Si la curiosité pouvait nous faire reconsidérer cette seconde adaptation de Kenneth Branagh, sachant son regrettable « Crime de l’Orient Express », il nous serait impossible d’imaginer atteindre aussi rapidement le seuil de médiocrité. Ce que transpire ce joyeux d’Agatha Christie, ce n’est plus la magnifique photo, édifiée dans la version de John Guillermin en 1978, ce sera plutôt la mauvaise tranche momifiée d’un plateau Égyptien, factice et dénuée de la rêverie promise. Hercule Poirot de nouveau à la barre, toujours pas de Miss Marple pour le cinéaste britannique, l’aventure le long du célèbre fleuve des années 30 pouvait interpeller, malheureusement pour un châtiment dont il n’est pas près d’échapper.
La séquence d’ouverture sondait toutefois l’espoir, quant à sa réalisation et son sens du cadre, choses que l’on ne retrouvera plus après cela, hélas. Et quand bien même, cette introduction cherche à explorer les cicatrices et le passé amoureux du détective belge, il serait vain de considérer ses faits d’armes comme un enjeu d’importance, si ce n’est pour nous les rappeler en dénouement. Avec l’âme d’un Shakespeare qui ne semble pas vouloir cohabiter avec l’univers de l’écrivaine, Branagh s’embarque dans une croisière qui n’a plus rien de palpable, plus rien d’étincelant, quand tout sonne faux, du décor jusque dans les dialogues. D’ailleurs, il sera compliqué de passer à côté de la justesse technique des fonds verts et autres caméras qui voltigeront pour un rien. Le sentiment de grandiose semble vouloir habiter chaque instant, alors que tout semble avoir été maladroitement introduit, une fois la galerie de personnages présentés.
Le réalisateur n’hésite donc pas à aller jusqu’au bout de son idée, louable dans l’intention, mais qui sera plus difficile à encaisser à la vue d’une telle indigence dans sa pauvre mise en scène. Il ajoute et déforme évidemment des éléments du roman, mais ne font que gonfler le volume du récit, déjà inutilement dense. On se perd dans autant d’accusations qui ne superposent aucune tension et c’est bien un problème lorsque l’on a des crimes à élucider. L’identité du, voire des coupables, ne semblent pas l’intéressé plus que cela, ce qui aurait pu davantage développer le profil de certains passagers, modernisés par ses soins.

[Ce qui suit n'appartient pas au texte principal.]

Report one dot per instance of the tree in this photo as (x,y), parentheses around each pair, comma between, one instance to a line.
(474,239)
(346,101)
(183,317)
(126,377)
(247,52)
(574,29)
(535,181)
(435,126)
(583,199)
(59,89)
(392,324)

Mais pas de festin à l’arrivée, juste le prolongement d’un flottement qui dure depuis trop longtemps. L’ex-fiancée peut effrayer, mais disparaît dans un sommeil scénaristique, qui préfère icôniser des plans absurdes, où la mariée prête ses traits à Cléopâtre.
Il est donc consternant de se présenter devant un « Mort sur le Nil » (Death on the Nile), qui grille toutes ses cartes d’entrée et qui ne cherche pas plus que cela à rendre la lune de miel plus sucrée ou digeste. Si c’est avec un œil plus désabusé qu’il convient de le découvrir, c’est déjà un sacrilège rien que d’y songer, non pas que le support mérite simplement plus d’attention. Mais que l’on développe au moins les déboires de l’amour et de ses conséquences sur ceux qui la convoiterait, au lieu de distiller des paillettes numériques qui ont tendance à nous renvoyer dans une salle sombre, où l’intérêt se perd de minute en minute. Un Poirot mélancolique n’a pas eu son compte et nous aurons au moins cela en commun avec cette relecture qui coule à pic.